GCC calls mpfr_strtofr() with a precision of SIGNIFICAND_BITS and a rounding mode of round-to-zero. GCC’s computation of SIGNIFICAND_BITS remains unchanged; it is 160 bits for 32-bit systems, and 192 bits for 64-bit systems. (I still have no explanation for why this constant is architecture-dependent. But it ends up not mattering anymore.) mpfr_strtofr() uses sufficient precision for its calculations internally, but then rounds its result to SIGNIFICAND_BITS. It also returns a value indicating whether the conversion was exact or not.

GCC uses its existing MPFR infrastructure to convert mpfr_strtofr()’s result to GCC’s *real* type. Interestingly, the process involves calling mpfr_get_str() to create a hexadecimal floating-point constant, and then calling real_from_string() — the same function that calls mpfr_strtofr(), but a different path — to convert that to the *real* type. GCC then rounds that *real* result to the target precision as before, using round-to-nearest/ties-to-even rounding. (Use of an intermediate rounded-to-zero result in combination with knowledge of an inexact conversion avoids double rounding errors.)

## Discussion

Here are a few things I wanted to note:

- The old conversion code still exists in real.c, presumably because it is used for other purposes.
- In the process of testing this fix, I found a bug in David Gay’s strtod().
- Since glibc strtod() has also recently been fixed,
**compile time and run time conversions will now match**.

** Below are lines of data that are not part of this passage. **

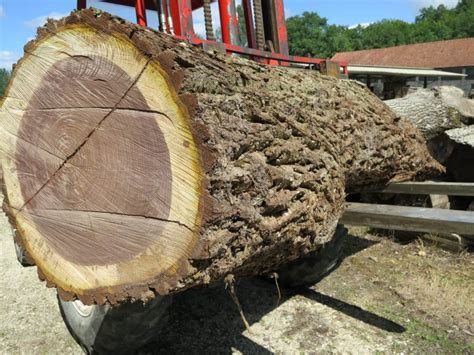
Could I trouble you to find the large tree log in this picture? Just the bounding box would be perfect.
[0,10,442,304]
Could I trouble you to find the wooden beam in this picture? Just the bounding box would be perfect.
[377,181,474,196]
[340,203,474,239]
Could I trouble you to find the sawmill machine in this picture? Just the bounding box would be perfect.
[77,0,348,77]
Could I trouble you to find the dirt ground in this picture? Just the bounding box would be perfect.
[0,202,474,354]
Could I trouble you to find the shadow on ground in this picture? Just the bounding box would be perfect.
[141,236,405,354]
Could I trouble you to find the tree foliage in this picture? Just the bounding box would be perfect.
[286,0,474,58]
[0,68,11,97]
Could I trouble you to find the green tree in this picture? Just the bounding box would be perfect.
[287,0,474,58]
[0,68,11,97]
[286,12,329,57]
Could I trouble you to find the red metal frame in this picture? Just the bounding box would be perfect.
[242,0,257,48]
[81,0,348,75]
[219,0,239,44]
[135,0,147,27]
[169,0,196,38]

“I still have no explanation for why this constant is architecture-dependent”

Maybe the reason is to use all bits of an integer

5 * 32 == 160 bits for 32-bit systems

3 * 64 == 192 bits for 64-bit systems.

@Jeorg,

SIGNIFICAND_BITS is defined as 128 + HOST_BITS_PER_LONG. Couldn’t it just have been defined as 192? 192 = 6 * 32 or 3 * 64.

“Use of an intermediate rounded-to-zero result in combination with knowledge of an inexact conversion avoids double rounding.”

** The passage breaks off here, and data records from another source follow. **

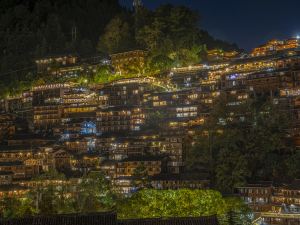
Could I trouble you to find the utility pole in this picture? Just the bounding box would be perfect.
[72,25,77,42]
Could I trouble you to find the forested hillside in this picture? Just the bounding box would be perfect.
[0,0,237,96]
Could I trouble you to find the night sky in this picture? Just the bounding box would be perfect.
[120,0,300,50]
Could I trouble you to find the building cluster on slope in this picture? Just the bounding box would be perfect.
[0,39,300,221]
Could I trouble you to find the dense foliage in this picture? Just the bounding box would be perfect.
[0,171,116,219]
[187,95,300,192]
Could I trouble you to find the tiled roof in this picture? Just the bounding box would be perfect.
[0,212,219,225]
[0,213,117,225]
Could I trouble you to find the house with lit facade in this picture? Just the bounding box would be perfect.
[237,180,300,225]
[110,50,147,74]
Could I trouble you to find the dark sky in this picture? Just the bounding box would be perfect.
[120,0,300,50]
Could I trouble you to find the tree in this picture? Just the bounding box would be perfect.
[187,94,297,192]
[132,165,151,189]
[75,172,115,213]
[0,195,37,220]
[117,189,230,219]
[27,170,73,215]
[98,17,134,54]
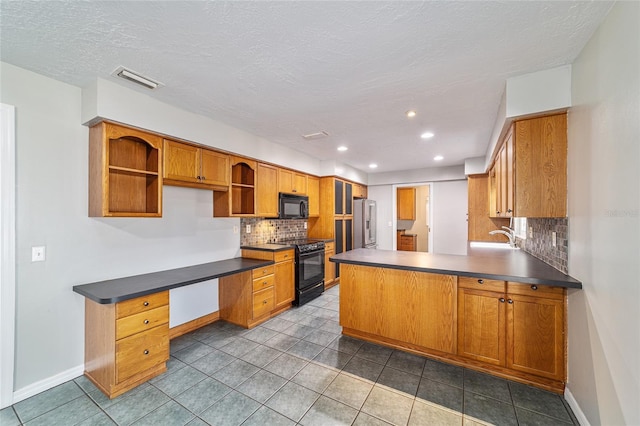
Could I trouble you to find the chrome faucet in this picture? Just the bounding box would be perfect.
[489,226,516,248]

Rick, can you provide a little more idea about this? It seems the double rounding is very hard to avoid with high-precision floating. If you get a return of high-precision floating which is close to mid-point between 2 IEEE doubles and just a little below the point, how can you know if the round off part is significant?

Water,

I just learned how this works myself, during the process of investigating this fix (see discussion in the bug report). Check out When Double Rounding is Odd and “What Every Computer Scientist Should Know About Floating-Point Arithmetic” (p. 43) for explanations. Let me know what you think.

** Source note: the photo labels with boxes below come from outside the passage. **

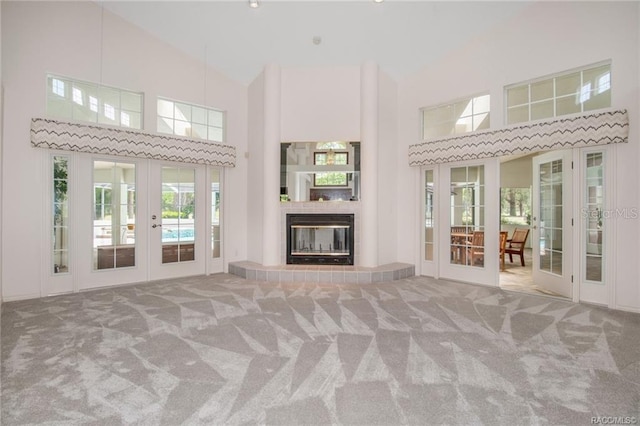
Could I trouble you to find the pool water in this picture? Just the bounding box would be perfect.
[162,228,195,243]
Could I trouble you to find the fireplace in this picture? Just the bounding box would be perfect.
[287,214,355,265]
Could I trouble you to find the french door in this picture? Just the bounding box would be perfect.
[436,158,499,286]
[532,150,573,298]
[149,164,207,280]
[70,155,223,292]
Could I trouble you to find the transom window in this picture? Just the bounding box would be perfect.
[158,98,225,142]
[505,63,611,124]
[313,142,349,186]
[421,95,490,139]
[47,74,143,129]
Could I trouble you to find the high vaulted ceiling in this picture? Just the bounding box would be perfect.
[99,0,530,84]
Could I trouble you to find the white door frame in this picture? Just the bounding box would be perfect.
[531,149,579,301]
[148,160,206,281]
[418,165,440,278]
[437,157,500,287]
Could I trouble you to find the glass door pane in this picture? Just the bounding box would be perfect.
[532,150,574,297]
[450,166,485,267]
[583,152,604,283]
[52,156,70,274]
[93,161,136,270]
[537,160,563,275]
[424,170,435,261]
[161,166,196,263]
[211,169,221,259]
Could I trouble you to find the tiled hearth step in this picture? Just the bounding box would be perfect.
[229,261,415,284]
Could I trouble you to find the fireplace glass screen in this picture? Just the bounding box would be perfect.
[287,215,353,265]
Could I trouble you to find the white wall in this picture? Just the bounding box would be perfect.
[397,2,640,310]
[281,67,360,142]
[378,71,402,265]
[247,73,264,264]
[2,2,248,300]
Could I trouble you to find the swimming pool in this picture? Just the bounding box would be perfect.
[162,228,195,243]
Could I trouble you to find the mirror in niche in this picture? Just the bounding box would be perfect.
[280,141,360,201]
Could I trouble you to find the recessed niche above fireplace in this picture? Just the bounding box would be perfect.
[280,141,360,201]
[287,214,355,265]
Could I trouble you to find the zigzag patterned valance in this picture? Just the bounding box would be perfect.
[409,110,629,166]
[31,118,236,167]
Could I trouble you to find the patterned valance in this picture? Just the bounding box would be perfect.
[31,118,236,167]
[409,110,629,166]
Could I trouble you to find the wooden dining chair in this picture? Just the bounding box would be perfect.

Presumably 160 bits is used on 32-bit systems because that is all that is needed, and going to 192 bits on a 32-bit system would increase the cost. On a 64-bit system it is actually simpler to use 192 bits (3 64-bit values) rather than 160 bits (2.5 64-bit values).

Bruce,

I don’t see why the precision would vary by system. For IEEE double-precision, 160 bits wasn’t enough (well neither was 192). GCC apparently handles other floating-point formats, but I would think they would need more precision as well. When I posted my findings of this architecture dependency in the bug report, there was no discussion about why it exists (existed).

Rick Regan, thank you for pointing me to the correct information. I read the “What Every Computer Scientist Should Know About Floating-Point Arithmetic” several times before but I was unable to catch the technique described in P.43. I agree round-to-zero+inexact bit resolves the issue.